The Redwood Library & Athenaeum, the nation’s first purpose-built library, and Rhode Island’s first art gallery, announces the opening of two new exhibitions.
Arrangements and Other Photographic Maneuvers:
Daniel Lefcourt Arranges the Trevor Traina Collection
In Daniel Lefcourt’s Arrangement series, composite photographs from 2004-5, the artist arrays a multifarious collection of texts, images and objects in precisely ordered compositions that interrogate how a world can be compressed into a single image. The Arrangement series is rife with “tautological references” to image making and image solving: they tinker with perspectival conventions and the effects of trompe l’oeil to prod what is real and what is artifice, and why we might value one over the other.
The Redwood’s summer 2023 exhibition departs from Lefcourt’s signature Arrangements to explore more broadly how photographs reveal the way that we think about and structure the world at specific moments in history. The exhibition is titled for Michel Foucault’s 1966 book, Les mots et les choses, translated as The Order of Things: An Archaeology of the Human Sciences, where he proposed that the epistemic assumptions of a time and place can be read through the ways that we choose to pattern or arrange ideas, whether through perspectival modes of painting, structuring metaphors of language, or dominant scientific paradigms.
All photographs are “arranged,” but some highlight their compositional structure to strongly proclaim a certain order as crucial to their meaning. Whether Walker Evans’ tightly cropped showbill fragments, Roe Etheridge’s striations of text, or Ryan McGInley’s vertiginous perspectives, certain photographers order “things” in the visual field to articulate a specific understanding of the modern and contemporary world. The exhibition is drawn from the collection of Trevor Traina, the foremost private collection of contemporary photography in the US today.

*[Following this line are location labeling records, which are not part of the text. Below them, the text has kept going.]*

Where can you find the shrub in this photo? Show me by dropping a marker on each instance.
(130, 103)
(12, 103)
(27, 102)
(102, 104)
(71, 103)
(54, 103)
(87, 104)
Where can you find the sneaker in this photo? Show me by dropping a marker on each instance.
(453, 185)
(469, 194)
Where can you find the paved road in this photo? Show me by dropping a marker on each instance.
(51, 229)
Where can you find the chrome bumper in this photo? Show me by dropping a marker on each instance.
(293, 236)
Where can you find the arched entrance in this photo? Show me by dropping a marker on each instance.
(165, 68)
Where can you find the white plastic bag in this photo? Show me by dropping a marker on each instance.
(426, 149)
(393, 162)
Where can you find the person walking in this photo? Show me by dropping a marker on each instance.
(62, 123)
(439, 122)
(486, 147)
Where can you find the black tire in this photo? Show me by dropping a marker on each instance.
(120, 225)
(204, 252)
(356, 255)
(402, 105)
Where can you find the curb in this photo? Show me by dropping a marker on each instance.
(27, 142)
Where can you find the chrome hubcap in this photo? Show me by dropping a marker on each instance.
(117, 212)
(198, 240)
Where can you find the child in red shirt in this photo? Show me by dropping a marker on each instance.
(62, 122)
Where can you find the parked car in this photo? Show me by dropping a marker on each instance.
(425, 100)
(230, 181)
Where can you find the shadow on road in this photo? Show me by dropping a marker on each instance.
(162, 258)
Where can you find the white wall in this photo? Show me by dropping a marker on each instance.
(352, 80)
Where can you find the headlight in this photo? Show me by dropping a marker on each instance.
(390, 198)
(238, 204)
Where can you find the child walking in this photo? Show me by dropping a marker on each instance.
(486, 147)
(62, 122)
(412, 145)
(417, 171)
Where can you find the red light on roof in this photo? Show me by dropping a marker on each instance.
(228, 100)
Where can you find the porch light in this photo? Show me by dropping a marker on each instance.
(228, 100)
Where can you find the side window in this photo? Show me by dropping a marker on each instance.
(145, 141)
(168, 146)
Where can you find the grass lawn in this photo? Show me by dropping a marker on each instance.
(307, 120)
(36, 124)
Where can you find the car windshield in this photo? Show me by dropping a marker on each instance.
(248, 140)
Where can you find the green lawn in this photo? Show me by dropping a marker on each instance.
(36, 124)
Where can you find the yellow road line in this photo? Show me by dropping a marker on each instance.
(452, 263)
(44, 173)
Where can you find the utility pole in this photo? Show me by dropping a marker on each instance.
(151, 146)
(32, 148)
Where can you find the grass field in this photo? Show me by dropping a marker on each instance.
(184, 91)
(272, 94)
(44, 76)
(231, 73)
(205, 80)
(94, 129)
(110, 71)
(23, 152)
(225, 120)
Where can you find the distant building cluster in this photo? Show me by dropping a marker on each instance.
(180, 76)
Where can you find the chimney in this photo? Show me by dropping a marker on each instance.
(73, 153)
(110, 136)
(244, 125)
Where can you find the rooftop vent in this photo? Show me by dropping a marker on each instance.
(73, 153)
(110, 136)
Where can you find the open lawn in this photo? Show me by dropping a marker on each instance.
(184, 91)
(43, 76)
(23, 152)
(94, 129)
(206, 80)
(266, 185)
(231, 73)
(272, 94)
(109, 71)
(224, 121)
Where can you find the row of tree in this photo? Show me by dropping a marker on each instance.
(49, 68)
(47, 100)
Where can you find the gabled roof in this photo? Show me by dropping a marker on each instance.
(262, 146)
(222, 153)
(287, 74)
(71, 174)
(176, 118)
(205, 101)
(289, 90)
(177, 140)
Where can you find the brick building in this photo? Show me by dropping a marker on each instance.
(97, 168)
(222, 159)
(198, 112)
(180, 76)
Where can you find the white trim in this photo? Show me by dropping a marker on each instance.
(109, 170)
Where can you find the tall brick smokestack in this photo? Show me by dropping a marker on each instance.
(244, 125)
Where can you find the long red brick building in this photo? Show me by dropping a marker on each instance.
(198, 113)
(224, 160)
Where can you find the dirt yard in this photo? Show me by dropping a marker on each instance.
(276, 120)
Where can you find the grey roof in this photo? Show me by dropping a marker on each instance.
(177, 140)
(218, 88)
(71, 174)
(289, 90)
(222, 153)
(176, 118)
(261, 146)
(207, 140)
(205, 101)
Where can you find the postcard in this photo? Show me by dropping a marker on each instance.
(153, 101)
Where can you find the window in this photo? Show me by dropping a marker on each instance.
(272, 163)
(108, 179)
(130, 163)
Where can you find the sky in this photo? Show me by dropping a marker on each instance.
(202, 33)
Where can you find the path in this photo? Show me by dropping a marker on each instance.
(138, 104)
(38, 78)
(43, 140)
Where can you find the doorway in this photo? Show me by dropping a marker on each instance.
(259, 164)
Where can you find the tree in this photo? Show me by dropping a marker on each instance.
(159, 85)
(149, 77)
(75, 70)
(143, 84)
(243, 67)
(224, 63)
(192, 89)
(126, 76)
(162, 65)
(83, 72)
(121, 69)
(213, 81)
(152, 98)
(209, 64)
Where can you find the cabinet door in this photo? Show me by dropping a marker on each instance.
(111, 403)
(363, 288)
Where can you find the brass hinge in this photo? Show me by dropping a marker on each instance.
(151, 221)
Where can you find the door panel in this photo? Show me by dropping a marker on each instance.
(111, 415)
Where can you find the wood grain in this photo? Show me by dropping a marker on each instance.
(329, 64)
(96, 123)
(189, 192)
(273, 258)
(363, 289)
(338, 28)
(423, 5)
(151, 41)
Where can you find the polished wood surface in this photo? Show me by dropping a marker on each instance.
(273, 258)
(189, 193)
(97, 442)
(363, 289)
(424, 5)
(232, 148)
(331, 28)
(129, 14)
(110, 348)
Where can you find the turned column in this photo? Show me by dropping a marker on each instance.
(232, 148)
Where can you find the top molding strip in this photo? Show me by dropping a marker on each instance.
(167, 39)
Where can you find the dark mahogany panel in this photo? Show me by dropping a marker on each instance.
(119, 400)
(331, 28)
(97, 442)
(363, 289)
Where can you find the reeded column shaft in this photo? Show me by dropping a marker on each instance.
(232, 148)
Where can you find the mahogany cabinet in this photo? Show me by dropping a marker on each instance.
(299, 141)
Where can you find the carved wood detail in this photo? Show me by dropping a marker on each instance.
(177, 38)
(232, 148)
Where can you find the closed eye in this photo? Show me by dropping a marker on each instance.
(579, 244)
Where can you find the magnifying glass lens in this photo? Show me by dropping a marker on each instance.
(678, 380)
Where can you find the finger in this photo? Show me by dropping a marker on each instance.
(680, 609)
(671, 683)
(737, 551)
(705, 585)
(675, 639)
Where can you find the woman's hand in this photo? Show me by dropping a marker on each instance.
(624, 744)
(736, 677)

The word “arrangement” only came into usage in the late eighteenth century – soon after the establishment of the Redwood – and its coining reflects the Enlightenment’s modern, secular effort to rationally systematize the chaos of the universe through dictionaries, maps, or libraries. On the occasion of the Redwood’s 275th anniversary, Lefcourt revisited his iconic Arrangement series from two decades ago to create a new composite photograph that meditates on the Redwood, its archives, and the idiosyncrasies of collecting. The exhibition contextualizes Lefcourt’s new commission alongside his original Arrangement photographs. It also
features a dazzling selection of the work of sixteen other photographers from the iconic collection of Trevor Traina, including photographs by Walker Evans, William Eggleston, and Lee Friedlander, alongside contemporary artists like Alec Soth, Andreas Gursky and Christopher Williams.
Curated by the artist Daniel Lefcourt and writer Dr. Leora Maltz-Leca.
The show is open now through October 1st in the Van Alen Gallery.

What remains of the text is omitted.